Air India has joined the Star Alliance today, culminating a seven-year long effort to get inside the world’s largest club of airlines. One of the things that also changes then, is the Flying Returns program, which will now offer earn and burn opportunities across the Star Alliance network of airlines.
I had indicated earlier in this post about how will Air India elite members be mapped to Star Alliance tiers, and how will they be able to receive benefits today onwards. However, the new earning chart for Star Alliance carriers has just been released a while ago.
Earning on Air India for Star Alliance member flights: While you can have a detailed look at the PDF, here are the broad thoughts:
- Usually, earning rates are quid pro quo between the various carriers. So, if United is offering a 100% earn rate on all Air India fare classes, Air India would also do a 100% on economy. This reflects amply in the accrual chart.
- Most First class flights will net you 200% to 300% of flown miles, but flying United, ANA and Thai will earn you 150% of flown miles on flying first class.
- Business Class flights on *A carriers will net you between 100-200% of flown miles towards accrual on Flying Returns.
- Economy & Premium Economy flights will earn you anything between 25% to 125% of flown miles depending on the class in which the ticket is booked.

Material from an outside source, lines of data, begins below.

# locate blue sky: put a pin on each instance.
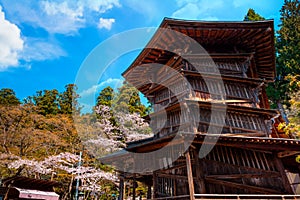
(44, 43)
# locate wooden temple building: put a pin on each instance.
(211, 116)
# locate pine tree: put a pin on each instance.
(105, 97)
(68, 100)
(253, 16)
(8, 97)
(46, 102)
(288, 59)
(128, 100)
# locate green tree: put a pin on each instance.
(288, 59)
(253, 16)
(68, 100)
(47, 102)
(128, 100)
(105, 97)
(8, 97)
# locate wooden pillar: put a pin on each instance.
(199, 172)
(285, 181)
(133, 188)
(121, 189)
(190, 175)
(154, 185)
(149, 191)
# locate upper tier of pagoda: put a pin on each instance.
(245, 49)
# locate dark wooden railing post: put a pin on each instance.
(285, 181)
(121, 188)
(190, 175)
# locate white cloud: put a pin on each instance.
(105, 23)
(39, 49)
(11, 43)
(113, 82)
(197, 9)
(56, 16)
(189, 11)
(150, 9)
(100, 6)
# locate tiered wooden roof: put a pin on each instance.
(247, 36)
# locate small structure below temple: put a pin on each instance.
(28, 188)
(211, 115)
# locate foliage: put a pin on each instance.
(105, 97)
(101, 136)
(128, 100)
(8, 97)
(68, 100)
(253, 16)
(91, 178)
(46, 102)
(288, 59)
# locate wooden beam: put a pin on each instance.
(133, 188)
(237, 176)
(154, 185)
(286, 183)
(121, 189)
(287, 153)
(253, 189)
(190, 175)
(199, 171)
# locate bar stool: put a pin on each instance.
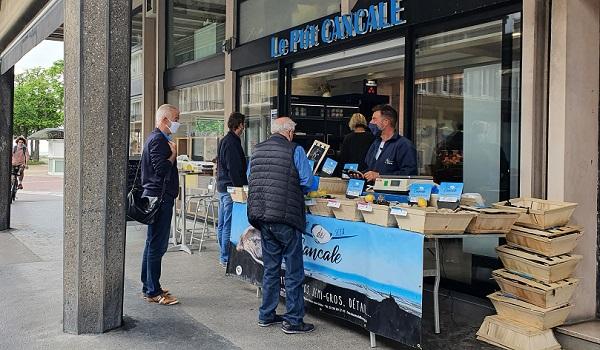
(206, 201)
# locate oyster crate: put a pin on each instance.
(551, 242)
(347, 210)
(531, 315)
(432, 221)
(378, 215)
(545, 269)
(491, 220)
(511, 335)
(539, 213)
(544, 295)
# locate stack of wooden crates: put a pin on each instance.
(536, 284)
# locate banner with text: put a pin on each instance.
(366, 274)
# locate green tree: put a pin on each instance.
(39, 99)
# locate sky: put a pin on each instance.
(43, 55)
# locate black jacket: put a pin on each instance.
(156, 167)
(274, 194)
(398, 157)
(231, 163)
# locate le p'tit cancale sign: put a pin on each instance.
(384, 15)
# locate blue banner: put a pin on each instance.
(366, 274)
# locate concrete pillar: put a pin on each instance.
(230, 85)
(573, 131)
(534, 97)
(149, 78)
(6, 120)
(97, 59)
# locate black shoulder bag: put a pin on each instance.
(142, 208)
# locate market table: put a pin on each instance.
(435, 272)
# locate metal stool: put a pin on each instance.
(207, 201)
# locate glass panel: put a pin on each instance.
(467, 90)
(260, 18)
(137, 70)
(328, 90)
(202, 119)
(259, 103)
(464, 132)
(195, 30)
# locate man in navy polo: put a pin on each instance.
(390, 153)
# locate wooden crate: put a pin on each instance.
(348, 210)
(529, 314)
(539, 213)
(431, 221)
(511, 335)
(238, 194)
(380, 215)
(333, 185)
(320, 208)
(551, 242)
(544, 295)
(491, 220)
(545, 269)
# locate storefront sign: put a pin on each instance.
(384, 15)
(369, 275)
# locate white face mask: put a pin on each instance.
(174, 126)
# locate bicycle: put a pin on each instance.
(14, 181)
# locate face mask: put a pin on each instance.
(374, 128)
(174, 126)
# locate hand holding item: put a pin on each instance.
(371, 175)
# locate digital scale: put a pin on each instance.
(395, 184)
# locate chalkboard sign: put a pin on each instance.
(316, 153)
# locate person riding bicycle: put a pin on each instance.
(20, 158)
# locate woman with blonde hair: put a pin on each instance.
(357, 143)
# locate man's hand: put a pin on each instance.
(371, 175)
(173, 147)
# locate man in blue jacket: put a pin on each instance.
(159, 173)
(390, 153)
(231, 165)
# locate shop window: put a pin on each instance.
(202, 119)
(258, 101)
(195, 30)
(260, 18)
(467, 125)
(468, 130)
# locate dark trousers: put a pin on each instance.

Burning Air India miles for Star Alliance member flights: Burning Air India’s miles on Air India’s own metal is cheaper than new award chart Air India is offering for Star alliance redemptions. This is consistently displayed across the award chart. The burn rate is 2x of Economy redemption rates for Business Class seats, and 2.5x for First Class Redemptions.
- America redemptions: While you can get an F class seat one-way from India to Air India stations in USA at 112,500 miles, here you are expected to shed 137,500 miles one way. Similarly in Business Class, while AI will get you a seat in 90,000 miles, you spend 110,000 miles on another carrier. However, the award chart is similar for North, Central and South America. Which means if you choose to burn AI miles for South America, you may be hitting a sweet spot.
- Europe redemptions: Europe redemptions from India are again a tad bit expensive over using Air India’s own metal. While you can get a ticket to Europe for 50000 miles to fly AI’s own metal one way (in Business Class), in this case, using a Star Alliance carrier you could be burning 65000 miles.
- Routing Rules: The award chart has been published with round-trip ticketing mileage, and 50% of miles will be required for one-way travel. You cannot backtrack, and one stopover (of over 24 hours) or one open-jaw is permitted per itinerary.
- Booking: At this moment, Air India’s website is not showing Star Alliance carriers on its redemption web engine. So, you’d have to perhaps work the phones to get yourself a ticket.
- Fuel Surcharges: It is possible that AI may charge fuel surcharges on the *A carriers as well, because they charge these on their own metal. This is my expectation of them.
The key difference between burning on Air India’s own metal and that of Star Alliance carriers is the reach. When you burn on Air India’s own metal, you pay for positioning flights separately. For instance to fly Mumbai to Frankfurt, you have to redeem for Mumbai-Delhi and Delhi Frankfurt flights. In this case, you are paying a flat amount of miles for anywhere in India to anywhere in the other continent, which I believe, is the reason that Air India has created a buffer for in terms of redemption.
Those are the first few details I have on Air India’s new charts. Of course they haven’t circulated the fine print yet so this is still a matter of speculation. I will update you with more information when Air India publishes it.